BOOK REVIEW: Psychedelic Days – Patrick Campbell Lyons


Oh dear.  This puts me in a terrible quandary.  His manager was kind enough to send me a copy, and when it arrived I was touched and gratified to see that it was signed by Patrick Campbell-Lyons personally.  They have been very kind and very nice.  This is why I am in quandary. 

The writing is excellent, just as one would expect from such a literate and erudite songwriter.  He paints a gripping picture of life in De Valera’s Ireland in the grim decade or so after the dissolution of the Irish Free State.  The way this erudite young Irishman came to London just in time to see it swinging is amusingly and sensitively written, and I can’t fault it. 

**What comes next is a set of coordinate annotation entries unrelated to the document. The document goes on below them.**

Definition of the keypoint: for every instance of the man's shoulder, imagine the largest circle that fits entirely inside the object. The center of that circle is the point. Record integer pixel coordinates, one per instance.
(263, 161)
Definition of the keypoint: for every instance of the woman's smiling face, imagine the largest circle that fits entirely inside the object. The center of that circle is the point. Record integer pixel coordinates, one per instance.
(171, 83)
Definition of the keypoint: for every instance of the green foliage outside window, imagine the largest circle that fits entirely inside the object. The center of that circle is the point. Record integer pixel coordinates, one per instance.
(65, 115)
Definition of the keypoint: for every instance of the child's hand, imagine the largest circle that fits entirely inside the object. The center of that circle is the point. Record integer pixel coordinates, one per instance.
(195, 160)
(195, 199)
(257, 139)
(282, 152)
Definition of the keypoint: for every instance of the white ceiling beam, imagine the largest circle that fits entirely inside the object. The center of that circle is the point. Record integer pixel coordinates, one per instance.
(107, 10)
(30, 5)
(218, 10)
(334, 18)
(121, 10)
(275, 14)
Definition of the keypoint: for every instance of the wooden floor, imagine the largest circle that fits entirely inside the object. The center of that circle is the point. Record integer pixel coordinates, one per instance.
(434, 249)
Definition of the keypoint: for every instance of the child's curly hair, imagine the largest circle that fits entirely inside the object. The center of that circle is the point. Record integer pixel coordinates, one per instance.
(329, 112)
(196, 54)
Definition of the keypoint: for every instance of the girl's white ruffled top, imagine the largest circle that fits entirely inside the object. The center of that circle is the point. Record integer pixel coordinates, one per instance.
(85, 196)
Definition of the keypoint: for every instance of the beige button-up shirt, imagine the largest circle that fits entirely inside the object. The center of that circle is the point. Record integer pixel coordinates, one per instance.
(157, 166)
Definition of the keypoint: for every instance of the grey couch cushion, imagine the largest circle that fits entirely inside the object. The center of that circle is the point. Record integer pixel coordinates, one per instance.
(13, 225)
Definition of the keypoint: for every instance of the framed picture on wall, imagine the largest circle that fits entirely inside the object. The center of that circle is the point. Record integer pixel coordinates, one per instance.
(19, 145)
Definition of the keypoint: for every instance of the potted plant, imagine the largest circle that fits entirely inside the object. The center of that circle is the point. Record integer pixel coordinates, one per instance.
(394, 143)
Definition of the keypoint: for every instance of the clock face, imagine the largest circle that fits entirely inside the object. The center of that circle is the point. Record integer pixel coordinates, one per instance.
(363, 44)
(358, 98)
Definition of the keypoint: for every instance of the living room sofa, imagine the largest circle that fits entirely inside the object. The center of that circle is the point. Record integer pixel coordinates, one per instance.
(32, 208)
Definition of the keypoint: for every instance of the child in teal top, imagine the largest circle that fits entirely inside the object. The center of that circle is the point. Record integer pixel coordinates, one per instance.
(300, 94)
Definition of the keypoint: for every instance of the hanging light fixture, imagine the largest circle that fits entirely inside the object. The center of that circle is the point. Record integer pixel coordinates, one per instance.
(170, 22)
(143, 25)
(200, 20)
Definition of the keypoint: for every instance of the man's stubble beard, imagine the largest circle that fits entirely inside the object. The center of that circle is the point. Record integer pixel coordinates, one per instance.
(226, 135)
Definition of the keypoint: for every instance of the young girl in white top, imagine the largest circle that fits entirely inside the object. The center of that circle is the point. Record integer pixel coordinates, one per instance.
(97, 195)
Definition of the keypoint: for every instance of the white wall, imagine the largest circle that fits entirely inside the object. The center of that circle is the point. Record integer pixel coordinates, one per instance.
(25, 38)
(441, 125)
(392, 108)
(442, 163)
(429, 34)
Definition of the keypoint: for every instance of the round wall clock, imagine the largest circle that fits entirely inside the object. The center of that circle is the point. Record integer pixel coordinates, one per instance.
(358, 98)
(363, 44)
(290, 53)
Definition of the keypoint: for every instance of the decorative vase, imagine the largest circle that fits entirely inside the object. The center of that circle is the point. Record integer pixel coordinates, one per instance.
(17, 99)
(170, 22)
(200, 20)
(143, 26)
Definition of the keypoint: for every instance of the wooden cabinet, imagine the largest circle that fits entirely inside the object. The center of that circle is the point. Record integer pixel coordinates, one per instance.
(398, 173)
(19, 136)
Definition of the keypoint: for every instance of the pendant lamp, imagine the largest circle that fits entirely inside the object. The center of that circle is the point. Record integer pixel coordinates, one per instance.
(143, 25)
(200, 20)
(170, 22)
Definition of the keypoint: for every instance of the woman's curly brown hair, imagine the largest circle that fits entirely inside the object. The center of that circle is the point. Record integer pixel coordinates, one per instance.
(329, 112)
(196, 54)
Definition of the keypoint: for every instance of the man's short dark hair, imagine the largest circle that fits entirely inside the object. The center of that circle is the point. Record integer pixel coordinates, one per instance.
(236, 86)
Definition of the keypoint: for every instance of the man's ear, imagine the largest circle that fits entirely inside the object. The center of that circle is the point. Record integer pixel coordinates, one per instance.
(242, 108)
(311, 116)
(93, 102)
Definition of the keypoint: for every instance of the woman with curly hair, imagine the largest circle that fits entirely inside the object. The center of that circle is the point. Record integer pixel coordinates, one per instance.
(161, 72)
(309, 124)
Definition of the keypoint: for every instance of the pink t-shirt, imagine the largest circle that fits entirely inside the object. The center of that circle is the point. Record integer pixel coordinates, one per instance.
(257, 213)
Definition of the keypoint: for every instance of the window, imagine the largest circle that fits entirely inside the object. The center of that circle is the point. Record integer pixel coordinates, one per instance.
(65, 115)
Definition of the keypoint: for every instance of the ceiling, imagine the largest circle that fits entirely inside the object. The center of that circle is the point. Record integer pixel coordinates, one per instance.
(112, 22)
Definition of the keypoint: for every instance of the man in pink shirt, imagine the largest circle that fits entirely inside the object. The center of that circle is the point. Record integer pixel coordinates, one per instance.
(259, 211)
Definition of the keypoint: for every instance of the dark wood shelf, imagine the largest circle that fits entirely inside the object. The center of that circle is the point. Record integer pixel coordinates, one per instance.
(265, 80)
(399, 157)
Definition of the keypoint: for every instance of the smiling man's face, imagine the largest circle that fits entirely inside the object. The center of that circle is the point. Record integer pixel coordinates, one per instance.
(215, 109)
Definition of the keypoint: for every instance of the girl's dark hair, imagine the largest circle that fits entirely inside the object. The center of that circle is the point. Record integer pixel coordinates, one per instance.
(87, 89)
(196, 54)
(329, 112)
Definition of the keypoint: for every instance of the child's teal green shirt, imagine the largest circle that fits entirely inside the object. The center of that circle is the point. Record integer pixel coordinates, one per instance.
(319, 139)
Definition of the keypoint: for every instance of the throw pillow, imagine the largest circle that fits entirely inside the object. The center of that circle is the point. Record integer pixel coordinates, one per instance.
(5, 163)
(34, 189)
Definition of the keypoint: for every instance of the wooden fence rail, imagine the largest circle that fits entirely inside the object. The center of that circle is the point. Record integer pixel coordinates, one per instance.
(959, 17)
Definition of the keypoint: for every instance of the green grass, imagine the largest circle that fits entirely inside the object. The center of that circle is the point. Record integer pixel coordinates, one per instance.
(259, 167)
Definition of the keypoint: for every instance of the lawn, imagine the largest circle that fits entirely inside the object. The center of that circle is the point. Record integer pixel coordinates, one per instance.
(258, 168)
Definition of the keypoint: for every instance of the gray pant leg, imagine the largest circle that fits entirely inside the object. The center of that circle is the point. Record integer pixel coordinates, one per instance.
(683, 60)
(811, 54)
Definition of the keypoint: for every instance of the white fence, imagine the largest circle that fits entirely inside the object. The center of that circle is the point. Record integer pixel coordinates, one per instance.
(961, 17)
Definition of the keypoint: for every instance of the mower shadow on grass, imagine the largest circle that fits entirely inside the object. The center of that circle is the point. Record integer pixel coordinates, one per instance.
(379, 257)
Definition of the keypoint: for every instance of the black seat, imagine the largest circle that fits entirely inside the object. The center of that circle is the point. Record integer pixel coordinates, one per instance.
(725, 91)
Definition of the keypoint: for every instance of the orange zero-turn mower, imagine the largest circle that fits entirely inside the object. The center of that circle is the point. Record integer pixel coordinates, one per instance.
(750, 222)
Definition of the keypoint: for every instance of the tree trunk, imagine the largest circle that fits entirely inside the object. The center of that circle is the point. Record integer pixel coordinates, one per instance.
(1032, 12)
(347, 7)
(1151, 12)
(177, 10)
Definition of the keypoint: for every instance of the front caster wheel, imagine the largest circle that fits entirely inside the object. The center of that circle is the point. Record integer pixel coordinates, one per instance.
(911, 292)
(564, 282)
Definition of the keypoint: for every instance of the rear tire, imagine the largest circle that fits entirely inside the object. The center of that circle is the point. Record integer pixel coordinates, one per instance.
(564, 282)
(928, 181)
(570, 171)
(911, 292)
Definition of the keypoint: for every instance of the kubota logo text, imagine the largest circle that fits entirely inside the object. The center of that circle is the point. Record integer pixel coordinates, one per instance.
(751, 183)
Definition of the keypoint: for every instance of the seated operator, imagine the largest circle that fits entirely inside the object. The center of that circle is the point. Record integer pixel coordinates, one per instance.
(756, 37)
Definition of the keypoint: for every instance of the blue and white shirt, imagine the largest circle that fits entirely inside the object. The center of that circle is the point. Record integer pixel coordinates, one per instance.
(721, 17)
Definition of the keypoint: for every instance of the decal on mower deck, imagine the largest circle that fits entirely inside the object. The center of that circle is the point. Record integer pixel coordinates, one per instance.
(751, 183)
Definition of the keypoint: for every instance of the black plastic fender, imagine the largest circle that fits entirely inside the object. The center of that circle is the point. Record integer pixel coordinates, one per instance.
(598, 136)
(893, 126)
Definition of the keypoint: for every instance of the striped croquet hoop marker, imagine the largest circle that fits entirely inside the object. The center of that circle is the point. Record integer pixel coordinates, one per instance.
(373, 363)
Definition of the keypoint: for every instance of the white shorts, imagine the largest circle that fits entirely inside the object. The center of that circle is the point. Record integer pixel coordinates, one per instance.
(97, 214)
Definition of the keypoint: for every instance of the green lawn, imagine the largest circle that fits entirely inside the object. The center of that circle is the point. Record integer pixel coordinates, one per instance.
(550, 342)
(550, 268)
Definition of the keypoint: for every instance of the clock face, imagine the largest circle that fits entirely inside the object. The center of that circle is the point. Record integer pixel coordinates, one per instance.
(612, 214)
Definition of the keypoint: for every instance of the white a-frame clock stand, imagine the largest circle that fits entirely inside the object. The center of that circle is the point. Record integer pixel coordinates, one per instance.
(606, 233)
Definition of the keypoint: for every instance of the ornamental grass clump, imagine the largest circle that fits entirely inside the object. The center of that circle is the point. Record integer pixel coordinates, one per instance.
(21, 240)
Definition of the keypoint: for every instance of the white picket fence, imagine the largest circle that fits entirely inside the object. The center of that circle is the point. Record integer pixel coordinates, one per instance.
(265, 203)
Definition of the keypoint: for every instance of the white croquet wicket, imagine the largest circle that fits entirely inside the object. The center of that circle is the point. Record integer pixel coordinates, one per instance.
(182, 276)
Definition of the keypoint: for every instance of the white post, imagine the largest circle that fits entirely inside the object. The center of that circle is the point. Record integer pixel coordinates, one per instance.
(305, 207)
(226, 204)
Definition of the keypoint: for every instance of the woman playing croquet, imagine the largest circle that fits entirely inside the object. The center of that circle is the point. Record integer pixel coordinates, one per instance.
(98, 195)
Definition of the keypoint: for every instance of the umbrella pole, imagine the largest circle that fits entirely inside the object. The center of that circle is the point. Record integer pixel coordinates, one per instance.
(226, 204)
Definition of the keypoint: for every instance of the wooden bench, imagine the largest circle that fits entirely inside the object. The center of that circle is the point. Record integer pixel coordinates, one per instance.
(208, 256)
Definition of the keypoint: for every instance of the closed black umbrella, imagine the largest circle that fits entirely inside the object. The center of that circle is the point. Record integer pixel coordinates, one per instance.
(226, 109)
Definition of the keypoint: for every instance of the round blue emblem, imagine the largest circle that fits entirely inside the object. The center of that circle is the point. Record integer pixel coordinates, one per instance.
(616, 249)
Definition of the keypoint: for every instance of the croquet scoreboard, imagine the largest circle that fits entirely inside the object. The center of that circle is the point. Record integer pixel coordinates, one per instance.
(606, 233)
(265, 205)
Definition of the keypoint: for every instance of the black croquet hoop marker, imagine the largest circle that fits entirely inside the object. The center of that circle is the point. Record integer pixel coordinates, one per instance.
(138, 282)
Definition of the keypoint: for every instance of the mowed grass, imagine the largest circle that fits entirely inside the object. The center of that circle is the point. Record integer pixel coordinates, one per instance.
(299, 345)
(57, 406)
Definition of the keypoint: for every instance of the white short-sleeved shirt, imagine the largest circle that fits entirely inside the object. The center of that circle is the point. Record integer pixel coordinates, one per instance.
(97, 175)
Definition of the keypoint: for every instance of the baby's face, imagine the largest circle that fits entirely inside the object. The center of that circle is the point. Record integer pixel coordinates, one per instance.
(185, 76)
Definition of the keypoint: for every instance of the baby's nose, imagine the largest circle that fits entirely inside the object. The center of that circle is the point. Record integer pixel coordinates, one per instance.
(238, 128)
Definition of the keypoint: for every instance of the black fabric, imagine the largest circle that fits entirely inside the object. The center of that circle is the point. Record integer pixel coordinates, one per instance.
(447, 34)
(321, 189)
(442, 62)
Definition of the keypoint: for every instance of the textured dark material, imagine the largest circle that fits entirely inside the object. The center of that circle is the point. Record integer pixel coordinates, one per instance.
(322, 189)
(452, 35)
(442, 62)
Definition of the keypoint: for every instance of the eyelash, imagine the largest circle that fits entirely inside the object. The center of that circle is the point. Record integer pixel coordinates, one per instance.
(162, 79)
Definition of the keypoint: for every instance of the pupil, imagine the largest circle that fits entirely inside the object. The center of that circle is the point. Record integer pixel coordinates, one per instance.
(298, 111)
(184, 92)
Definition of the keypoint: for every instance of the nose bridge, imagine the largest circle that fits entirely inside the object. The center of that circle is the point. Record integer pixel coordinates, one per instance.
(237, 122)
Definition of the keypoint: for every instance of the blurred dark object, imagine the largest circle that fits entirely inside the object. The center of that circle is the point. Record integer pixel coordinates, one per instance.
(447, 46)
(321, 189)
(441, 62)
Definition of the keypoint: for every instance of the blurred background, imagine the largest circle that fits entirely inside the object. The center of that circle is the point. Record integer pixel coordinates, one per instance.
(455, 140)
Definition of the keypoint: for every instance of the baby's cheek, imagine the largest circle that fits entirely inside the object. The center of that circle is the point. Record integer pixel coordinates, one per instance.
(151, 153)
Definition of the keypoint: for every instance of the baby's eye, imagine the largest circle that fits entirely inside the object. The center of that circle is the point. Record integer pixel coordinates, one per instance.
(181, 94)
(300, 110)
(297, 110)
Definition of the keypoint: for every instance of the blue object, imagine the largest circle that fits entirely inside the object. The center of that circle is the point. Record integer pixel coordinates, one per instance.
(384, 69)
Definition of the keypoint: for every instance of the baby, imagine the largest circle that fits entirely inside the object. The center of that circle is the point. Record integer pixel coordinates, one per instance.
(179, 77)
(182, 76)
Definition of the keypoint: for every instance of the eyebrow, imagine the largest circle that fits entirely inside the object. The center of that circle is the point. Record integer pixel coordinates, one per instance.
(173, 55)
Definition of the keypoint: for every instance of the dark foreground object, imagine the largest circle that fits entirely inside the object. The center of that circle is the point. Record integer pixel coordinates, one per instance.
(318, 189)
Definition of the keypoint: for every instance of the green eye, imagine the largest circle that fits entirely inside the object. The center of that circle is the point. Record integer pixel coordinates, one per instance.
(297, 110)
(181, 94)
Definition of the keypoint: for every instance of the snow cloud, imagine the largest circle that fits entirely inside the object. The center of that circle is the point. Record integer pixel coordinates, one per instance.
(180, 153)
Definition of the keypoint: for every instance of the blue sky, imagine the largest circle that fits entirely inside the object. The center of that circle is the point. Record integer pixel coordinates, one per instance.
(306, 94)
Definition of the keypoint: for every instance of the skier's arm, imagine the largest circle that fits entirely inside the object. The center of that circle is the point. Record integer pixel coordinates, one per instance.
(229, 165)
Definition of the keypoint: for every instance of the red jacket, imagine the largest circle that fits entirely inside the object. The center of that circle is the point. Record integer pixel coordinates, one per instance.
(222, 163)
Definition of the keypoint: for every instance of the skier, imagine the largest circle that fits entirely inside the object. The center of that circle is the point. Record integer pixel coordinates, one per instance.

The way that he met up with a young Greek musician and formed the immortal Nirvana which produced some of the most gloriously psychedelic pop music of the 1960s is fascinating.  He met Hendrix, the Rolling Stones, Mickie Most, and even played on stage together with Salvador Dali.  The story of how he met Hendrix in a pub, and Hendrix rhapsodised lyrically about sexy Sylvia, their cellist was, and then got the name of the group wrong – thinking they were called Nevada, is priceless.  Some of the most entertaining parts of the book take place in Morocco and Paris, and the reader is taken on a gloriously psychedelic journey with lysergic fingerprints writ large everywhere. It talks about drugs, sex, the new equality of swinging London town in the mid-60s, and the time when all you needed was love, and is one of the best memoirs of that time that I have ever read.

So why the quandary?

The layout is – I am afraid – absolutely horrible. I am not saying that because I am a book designer myself, but the enormous typeface, double spacings, grainy pictures and spelling errors are unforgivable and do this otherwise lovely little book a great injustice. On pages 232 and 233, for example, there are entire lines in italics for no reason, and – all the way through – I was itching to re-master it myself.

Am I going to recommend this book to you? Damn tooting! It is a remarkable book, and I hope lots of you go out and buy it, but I just wish it had been presented better.